|Guns, Culture and Crime in the US - in a special three-part series, Inside Story Americas takes the debate on gun control to the American people. Are they as divided as their politicians?
The Newtown shooting in December, which left 20 school children and six teachers dead, has dragged the issue of gun control back into the national agenda.
"If you had to break it down [why inner cities youths get guns], a quarter of it is for drugs, a quarter for gangs … fifty percent in general would be for survival, because you know there are a lot of wolves in your city and you refuse to be that one sheep that just gets taken for everything. So, you know in your heart you’re a good guy, and you don’t intend on hurting anybody, but the next man may hurt you - you're gonna get a gun. "
- Sean Hawkins, a former Baltimore gang member
For the first time in years, US politicians are discussing serious gun control measures.
But millions of people in the country's inner cities live with the threat of gun violence on a daily basis.

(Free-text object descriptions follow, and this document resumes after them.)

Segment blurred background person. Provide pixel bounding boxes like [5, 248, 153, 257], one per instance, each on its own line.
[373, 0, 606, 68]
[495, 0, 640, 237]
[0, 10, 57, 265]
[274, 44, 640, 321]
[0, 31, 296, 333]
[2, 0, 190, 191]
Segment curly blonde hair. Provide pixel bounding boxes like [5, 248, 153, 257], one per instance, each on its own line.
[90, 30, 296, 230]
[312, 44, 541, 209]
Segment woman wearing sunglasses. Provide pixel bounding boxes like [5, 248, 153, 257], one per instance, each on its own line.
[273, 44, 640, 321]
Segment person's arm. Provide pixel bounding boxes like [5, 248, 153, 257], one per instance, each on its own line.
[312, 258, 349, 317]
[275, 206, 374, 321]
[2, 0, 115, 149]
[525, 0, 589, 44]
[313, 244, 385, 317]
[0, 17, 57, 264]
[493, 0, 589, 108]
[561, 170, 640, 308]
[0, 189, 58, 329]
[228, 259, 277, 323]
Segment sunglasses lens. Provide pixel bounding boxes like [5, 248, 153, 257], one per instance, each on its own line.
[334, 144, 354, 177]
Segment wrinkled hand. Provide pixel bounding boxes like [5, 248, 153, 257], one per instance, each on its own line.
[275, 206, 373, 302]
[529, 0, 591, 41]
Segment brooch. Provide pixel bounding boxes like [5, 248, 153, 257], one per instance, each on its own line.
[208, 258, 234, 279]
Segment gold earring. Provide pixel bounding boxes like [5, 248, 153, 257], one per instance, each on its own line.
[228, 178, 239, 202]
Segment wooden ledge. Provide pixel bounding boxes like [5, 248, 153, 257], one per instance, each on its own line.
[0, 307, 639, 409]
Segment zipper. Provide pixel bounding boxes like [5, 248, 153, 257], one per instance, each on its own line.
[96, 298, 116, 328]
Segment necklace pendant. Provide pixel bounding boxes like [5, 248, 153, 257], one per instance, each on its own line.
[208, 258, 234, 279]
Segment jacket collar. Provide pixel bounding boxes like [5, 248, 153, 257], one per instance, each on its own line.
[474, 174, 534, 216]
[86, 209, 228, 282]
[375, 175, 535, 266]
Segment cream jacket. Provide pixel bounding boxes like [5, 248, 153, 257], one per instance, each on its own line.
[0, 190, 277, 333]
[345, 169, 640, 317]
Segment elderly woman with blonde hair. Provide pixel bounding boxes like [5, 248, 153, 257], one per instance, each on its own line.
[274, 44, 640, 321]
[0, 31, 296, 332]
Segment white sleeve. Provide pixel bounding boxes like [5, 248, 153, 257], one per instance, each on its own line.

In Baltimore, one of the most dangerous cities in the US, the police have reframed their 'war on drugs' as a 'war on guns'.
Maryland has some of the toughest gun laws in the US, and Baltimore's are even stricter, but the city continues to struggle with rampant gun violence as thousands of people gain access to firearms.
The city had 217 murders in 2012, with 181 involving handguns. It also has the third highest gun homicide rate in the US at 29.7 gun murders per 100,000 people.
In the third episode of our special series on guns in the US, Inside Story Americas travels to Baltimore to meet those trying to stop gun crime and others who say owning a gun is sometimes a matter of survival.
"The problem is right now the people who have guns in the inner city, in Baltimore, are most often drug dealers or gang members and the gun is the tool of their trade. And that is why we have almost 300 murders a year in Baltimore. If you took guns out of those people's hands, the murder rate would go down substantially and the gun violence would be reduced to almost nothing."